Si Venezuela sigue siendo un país, es un país marchito. Cuatro lustros y medio de ignominia han dejado su profunda huella y el sentimiento en el alma nacional de que no saldremos adelante. ¿Pero es que nos queda aún esta alma o también nos la han arrebatado? Porque arrasaron con todo lo parecido a bienestar. Dejaron pobreza generalizada, hambre, inseguridad, ausencia de servicios básicos, sanidad, educación, recreación, producción agrícola e industrial… Es decir, acabaron con todo. Tan sólo nos queda el aire que respiramos, ¿pero hasta cuándo?
Lo que es peor, nos aniquilaron el futuro al marcharse la pujante y formada juventud al extranjero, en busca de mejores perspectivas de vida y trabajo. Nos dejaron sin ciencia ni inteligencia. En la diáspora, los venezolanos prodigan sus capacidades, contribuyen al progreso y buen vivir de países que seguramente se convertirán en sus patrias. ¿Volverán algunos? Muy pocos. El hombre echa raíces donde es bienvenido y apreciado. Quedó atrás el tiempo cuando Venezuela fue para los inmigrantes esa tierra pródiga que los acogía como nuevos hijos, ansiosa del aporte cultural que le traían. Hoy, hasta los hijos y nietos de éstos se han marchado.

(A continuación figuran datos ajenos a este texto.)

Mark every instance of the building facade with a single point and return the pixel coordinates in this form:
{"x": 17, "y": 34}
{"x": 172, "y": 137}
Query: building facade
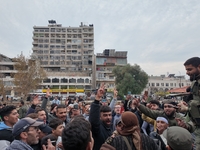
{"x": 165, "y": 83}
{"x": 6, "y": 76}
{"x": 105, "y": 62}
{"x": 67, "y": 55}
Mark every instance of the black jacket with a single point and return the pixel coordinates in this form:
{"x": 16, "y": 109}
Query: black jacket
{"x": 100, "y": 131}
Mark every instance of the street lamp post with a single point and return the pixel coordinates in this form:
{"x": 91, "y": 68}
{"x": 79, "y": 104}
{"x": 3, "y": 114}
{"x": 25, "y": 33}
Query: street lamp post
{"x": 180, "y": 78}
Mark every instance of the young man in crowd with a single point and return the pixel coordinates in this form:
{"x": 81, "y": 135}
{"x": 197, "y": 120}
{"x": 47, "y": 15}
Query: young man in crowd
{"x": 77, "y": 135}
{"x": 100, "y": 119}
{"x": 41, "y": 115}
{"x": 9, "y": 116}
{"x": 26, "y": 133}
{"x": 129, "y": 135}
{"x": 22, "y": 110}
{"x": 56, "y": 100}
{"x": 57, "y": 128}
{"x": 170, "y": 107}
{"x": 192, "y": 67}
{"x": 178, "y": 138}
{"x": 61, "y": 113}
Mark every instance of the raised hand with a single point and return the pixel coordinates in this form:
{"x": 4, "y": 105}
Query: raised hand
{"x": 183, "y": 106}
{"x": 115, "y": 93}
{"x": 48, "y": 93}
{"x": 136, "y": 102}
{"x": 181, "y": 123}
{"x": 49, "y": 146}
{"x": 100, "y": 92}
{"x": 36, "y": 100}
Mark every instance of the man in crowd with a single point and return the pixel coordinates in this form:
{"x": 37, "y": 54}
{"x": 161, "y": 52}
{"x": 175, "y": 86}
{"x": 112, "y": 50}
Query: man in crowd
{"x": 170, "y": 107}
{"x": 56, "y": 100}
{"x": 192, "y": 67}
{"x": 26, "y": 133}
{"x": 41, "y": 115}
{"x": 9, "y": 116}
{"x": 161, "y": 126}
{"x": 100, "y": 119}
{"x": 22, "y": 110}
{"x": 77, "y": 135}
{"x": 61, "y": 113}
{"x": 130, "y": 137}
{"x": 178, "y": 138}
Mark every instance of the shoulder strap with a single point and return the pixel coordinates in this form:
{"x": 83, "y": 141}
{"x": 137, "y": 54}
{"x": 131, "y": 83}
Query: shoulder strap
{"x": 127, "y": 143}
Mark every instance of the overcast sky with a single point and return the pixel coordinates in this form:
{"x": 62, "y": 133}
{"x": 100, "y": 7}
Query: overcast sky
{"x": 159, "y": 35}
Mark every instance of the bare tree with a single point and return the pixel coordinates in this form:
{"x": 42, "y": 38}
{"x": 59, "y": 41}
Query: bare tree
{"x": 29, "y": 75}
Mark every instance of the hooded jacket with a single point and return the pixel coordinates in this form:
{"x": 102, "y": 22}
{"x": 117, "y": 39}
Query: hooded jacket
{"x": 19, "y": 145}
{"x": 5, "y": 136}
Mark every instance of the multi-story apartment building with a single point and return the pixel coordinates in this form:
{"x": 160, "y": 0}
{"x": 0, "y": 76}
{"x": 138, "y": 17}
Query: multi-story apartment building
{"x": 163, "y": 83}
{"x": 67, "y": 55}
{"x": 105, "y": 62}
{"x": 6, "y": 74}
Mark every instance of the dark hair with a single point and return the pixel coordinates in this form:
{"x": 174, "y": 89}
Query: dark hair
{"x": 60, "y": 106}
{"x": 54, "y": 123}
{"x": 22, "y": 102}
{"x": 53, "y": 106}
{"x": 76, "y": 134}
{"x": 39, "y": 109}
{"x": 105, "y": 108}
{"x": 5, "y": 111}
{"x": 18, "y": 137}
{"x": 32, "y": 115}
{"x": 194, "y": 61}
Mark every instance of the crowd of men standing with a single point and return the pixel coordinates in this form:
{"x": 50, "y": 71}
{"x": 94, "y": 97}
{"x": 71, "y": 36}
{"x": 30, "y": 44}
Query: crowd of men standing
{"x": 133, "y": 124}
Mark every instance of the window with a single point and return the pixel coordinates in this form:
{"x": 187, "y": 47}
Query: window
{"x": 80, "y": 81}
{"x": 63, "y": 80}
{"x": 55, "y": 80}
{"x": 87, "y": 80}
{"x": 47, "y": 81}
{"x": 72, "y": 80}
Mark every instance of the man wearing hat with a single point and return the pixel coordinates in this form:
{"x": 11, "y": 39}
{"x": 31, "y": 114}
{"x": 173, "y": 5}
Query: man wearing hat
{"x": 130, "y": 137}
{"x": 9, "y": 116}
{"x": 192, "y": 67}
{"x": 178, "y": 138}
{"x": 26, "y": 133}
{"x": 174, "y": 118}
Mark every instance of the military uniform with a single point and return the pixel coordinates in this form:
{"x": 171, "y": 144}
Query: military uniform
{"x": 194, "y": 110}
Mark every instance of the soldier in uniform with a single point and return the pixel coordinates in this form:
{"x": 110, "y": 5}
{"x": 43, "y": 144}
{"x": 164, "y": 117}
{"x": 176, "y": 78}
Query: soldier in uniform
{"x": 192, "y": 67}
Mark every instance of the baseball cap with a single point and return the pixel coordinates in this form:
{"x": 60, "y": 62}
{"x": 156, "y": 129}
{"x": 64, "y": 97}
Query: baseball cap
{"x": 178, "y": 138}
{"x": 45, "y": 128}
{"x": 23, "y": 124}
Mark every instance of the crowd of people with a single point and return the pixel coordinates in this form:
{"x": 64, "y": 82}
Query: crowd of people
{"x": 133, "y": 124}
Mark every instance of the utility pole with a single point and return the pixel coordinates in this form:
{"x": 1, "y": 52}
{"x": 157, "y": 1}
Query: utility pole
{"x": 180, "y": 79}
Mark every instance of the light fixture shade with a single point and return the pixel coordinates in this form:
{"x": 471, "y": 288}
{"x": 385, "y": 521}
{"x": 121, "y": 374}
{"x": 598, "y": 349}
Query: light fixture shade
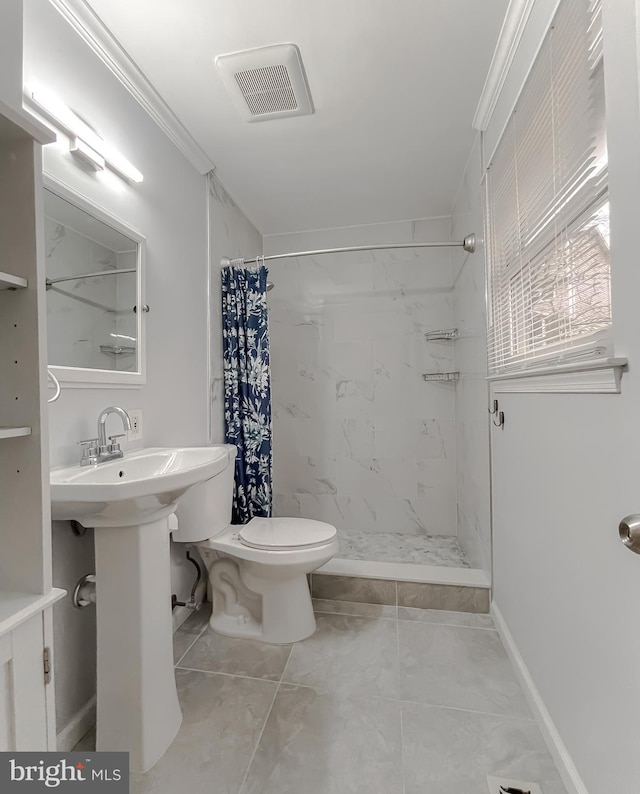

Venezuela es un país exhausto. ¿Acaso no queda entre nosotros alguien que valga la pena? Seguramente sí, empezando por abuelos que dieron su vida al trabajo y la construcción de una nación libre, en desarrollo, avanzando hacia un porvenir prometedor para sus descendientes; hoy, desengañados ante sus sueños rotos, con una familia esparcida por el mundo y la sola alegría de conocer y ver a sus nietos por fotos y videos. Hay también gente madura, en plena capacidad de trabajo, no se ha ido por amor al terruño, otras ataduras o porque conserva la ilusión de que todavía se puede hacer algo por la patria rota y está dispuesta a entregar su fuerza a esta causa, así la espera siga pareciendo vana. Por otra parte, debe haber aún un sector de juventud soñadora, sin posibilidades de irse del país pero sin renegar de quedarse y revertir su suerte, sin saber a qué líder o causa seguir, pero esperando luces que la orienten. Y quedan también, desgraciadamente, los oportunistas que no desperdician ocasión, buena o trágica, para beneficio propio, sea de dinero o de poder. Son los más, por eso no logramos salir de este pozo de amarguras. Apoderados del país, lo dominan, lo envilecen y destruyen. Han desmembrado los poderos asiento de la democracia y se aprovechan de los recursos económicos para engordar sus bolsillos. Son los buitres nacionales.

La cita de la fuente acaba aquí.